When the call ended, Amanda was on cloud nine. Her head was full of thoughts of weddings and grandchildren and a thousand questions about the woman who had brought that softness into Spock’s face. Amanda loved her already, whoever she was, whatever she looked like, whichever position she held aboard the Enterprise. 
*     *     *
Spock felt better after talking to his mother. He was more sure of himself and of his plans and more confident about asking Christine to bind herself to a him despite his alien ways. After all, if his mother could live with Sarek on Vulcan with few qualms, surely it was logical to think that Christine could find contentment with him on a starship or even a colony somewhere. Though their future after this mission was still hazy, he doubted that either of them would leave Starfleet, and he had no intention of returning to Vulcan permanently with or without a human wife.
He now had to consider a proposal and balancing Christine’s human expectations with his own more reserved nature. They had discussed the ways in which Vulcan marriage went beyond the human notion of matrimony only briefly. His mother had reassured him that she found her own mental bond with Sarek, while it had taken some “getting used to,” wonderful. He only hoped that Christine, medical professional that she was, would not be intimidated by the idea.
But this morning there were other matters at hand. The Enterprise had picked up a message from a nearby Class M planet that had, it seemed, very recently developed the technology necessary to contact potential life beyond their planet.

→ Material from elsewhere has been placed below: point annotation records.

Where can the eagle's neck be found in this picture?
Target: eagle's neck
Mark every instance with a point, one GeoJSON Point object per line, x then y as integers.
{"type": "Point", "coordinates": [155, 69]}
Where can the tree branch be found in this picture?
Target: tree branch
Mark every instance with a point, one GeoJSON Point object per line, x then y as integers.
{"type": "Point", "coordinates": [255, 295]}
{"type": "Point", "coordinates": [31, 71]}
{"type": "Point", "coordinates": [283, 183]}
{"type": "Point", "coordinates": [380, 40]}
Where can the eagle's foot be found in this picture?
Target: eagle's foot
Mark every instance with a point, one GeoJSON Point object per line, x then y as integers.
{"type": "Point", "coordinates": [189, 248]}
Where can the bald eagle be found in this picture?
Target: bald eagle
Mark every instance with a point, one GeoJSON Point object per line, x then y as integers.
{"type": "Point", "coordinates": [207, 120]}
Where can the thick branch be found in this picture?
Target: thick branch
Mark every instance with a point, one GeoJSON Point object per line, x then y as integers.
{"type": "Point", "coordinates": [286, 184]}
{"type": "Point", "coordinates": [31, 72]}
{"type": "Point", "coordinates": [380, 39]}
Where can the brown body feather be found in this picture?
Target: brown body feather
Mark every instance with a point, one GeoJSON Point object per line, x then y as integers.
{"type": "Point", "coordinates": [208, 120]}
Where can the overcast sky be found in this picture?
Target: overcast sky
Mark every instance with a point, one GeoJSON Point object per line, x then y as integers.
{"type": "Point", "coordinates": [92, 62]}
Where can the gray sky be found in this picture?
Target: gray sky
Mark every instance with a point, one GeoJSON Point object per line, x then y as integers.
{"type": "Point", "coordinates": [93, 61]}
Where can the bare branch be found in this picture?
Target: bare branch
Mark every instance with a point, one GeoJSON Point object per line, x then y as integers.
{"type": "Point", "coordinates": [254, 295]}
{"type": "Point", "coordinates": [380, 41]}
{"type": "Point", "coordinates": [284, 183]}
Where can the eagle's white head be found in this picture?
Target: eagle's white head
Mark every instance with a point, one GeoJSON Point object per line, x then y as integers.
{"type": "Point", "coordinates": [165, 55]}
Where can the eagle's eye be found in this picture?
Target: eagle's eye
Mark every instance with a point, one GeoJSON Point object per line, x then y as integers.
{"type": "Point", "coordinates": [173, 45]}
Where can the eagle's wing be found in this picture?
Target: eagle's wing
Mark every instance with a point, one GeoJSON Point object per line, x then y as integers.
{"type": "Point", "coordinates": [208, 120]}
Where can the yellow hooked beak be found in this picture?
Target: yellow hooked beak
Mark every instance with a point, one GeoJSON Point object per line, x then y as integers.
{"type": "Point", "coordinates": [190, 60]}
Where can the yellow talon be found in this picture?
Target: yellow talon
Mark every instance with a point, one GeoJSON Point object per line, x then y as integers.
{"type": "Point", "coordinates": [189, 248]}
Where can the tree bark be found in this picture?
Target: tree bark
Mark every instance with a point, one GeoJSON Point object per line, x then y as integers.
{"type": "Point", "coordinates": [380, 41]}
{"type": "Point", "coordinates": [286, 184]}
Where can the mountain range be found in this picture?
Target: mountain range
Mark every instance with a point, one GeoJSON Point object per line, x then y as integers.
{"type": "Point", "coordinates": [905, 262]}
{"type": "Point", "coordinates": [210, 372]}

Their society was reminiscent of that on Earth several centuries earlier, and the captain assembled a small landing party that included Spock, Uhura, and one of the ship’s anthropologists to beam down.
“Their energy clearly comes from a non-renewable and toxic source such as coal, captain,” Spock remarked with distaste as soon as they materialized on the surface. The acrid smell of smog that hung in the air made his tricorder readings completely unnecessary to back up that particular observation.